Human-computer interaction is a key feature of virtual reality technology. Today, with the continuous update of intelligent hardware and the acceleration of mobile network, human-computer interaction has been rapidly developed, among which hand gesture recognition is the most popular human-computer interaction mode. At present, hand gesture interaction has been used as a new generation of human-computer interaction in smart cars, wearable devices, automotive electronics, smart phones and other fields.
To realize hand gesture interaction, the first step is to collect gesture data. There are two ways to realize data acquisition: visual gesture capture based on camera image and inertial gesture capture based on sensor tracking. However, these two methods still have obvious disadvantages, such as, insufficient capture accuracy, high data noise and data pre-processing. Dr. Wang Yifeng, from School of Science, Harbin Institute of Technology, has been working on the Hand Gesture interaction of smart bracelets.

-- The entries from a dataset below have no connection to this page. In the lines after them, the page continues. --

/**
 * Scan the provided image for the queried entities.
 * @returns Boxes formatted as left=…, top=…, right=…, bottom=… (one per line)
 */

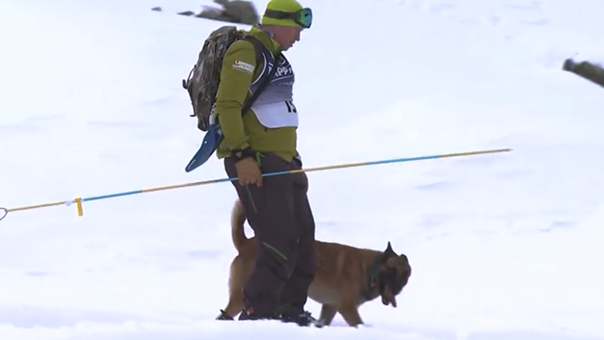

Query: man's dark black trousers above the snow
left=224, top=153, right=316, bottom=317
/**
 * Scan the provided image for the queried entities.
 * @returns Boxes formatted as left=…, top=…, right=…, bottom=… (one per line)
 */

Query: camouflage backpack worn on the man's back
left=182, top=26, right=263, bottom=131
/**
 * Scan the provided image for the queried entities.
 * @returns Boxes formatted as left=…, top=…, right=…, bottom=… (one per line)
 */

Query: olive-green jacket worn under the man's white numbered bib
left=216, top=27, right=298, bottom=162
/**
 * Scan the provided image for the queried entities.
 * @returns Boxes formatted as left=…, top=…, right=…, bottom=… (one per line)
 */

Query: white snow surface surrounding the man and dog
left=0, top=0, right=604, bottom=340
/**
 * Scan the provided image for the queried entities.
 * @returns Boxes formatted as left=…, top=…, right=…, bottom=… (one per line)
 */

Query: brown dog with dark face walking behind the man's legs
left=217, top=200, right=411, bottom=327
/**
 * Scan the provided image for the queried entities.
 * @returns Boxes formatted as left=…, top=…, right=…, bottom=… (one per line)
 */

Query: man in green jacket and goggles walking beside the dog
left=216, top=0, right=315, bottom=325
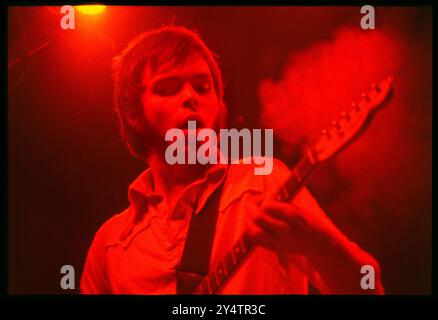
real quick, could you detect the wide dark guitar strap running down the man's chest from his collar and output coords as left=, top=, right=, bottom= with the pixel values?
left=176, top=181, right=224, bottom=294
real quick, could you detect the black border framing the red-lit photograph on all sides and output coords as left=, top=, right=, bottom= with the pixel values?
left=0, top=0, right=438, bottom=319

Dr. Wang Yifeng used NOKOV motion capture system to obtain hand gesture data. Through the marker on the surface of the smart bracelet, the motion capture system based on infrared optics can output the three-dimensional coordinate of the marker in real time. When wearing the smart bracelet and making gestures, the information of different gestures can be reflected by the change of the position of the marker, and the accuracy reaches sub-millimeter level. The speed, acceleration and other information of hand movement are also provided by the motion capture system. All data is directly imported into different systems through the rich SDK interface provided by NOKOV motion capture system. Instead of spending time pre-processing large amounts of data, researchers can focus on classification and recognition algorithms.
After the classification and recognition model was trained by imported data information, various gestures with 26 letters were used as test samples to verify the algorithm, and the accuracy of recognition and classification was analyzed by statistics of the correct recognition frequency and the category and frequency of wrong classification of gesture samples through continuous real-time test.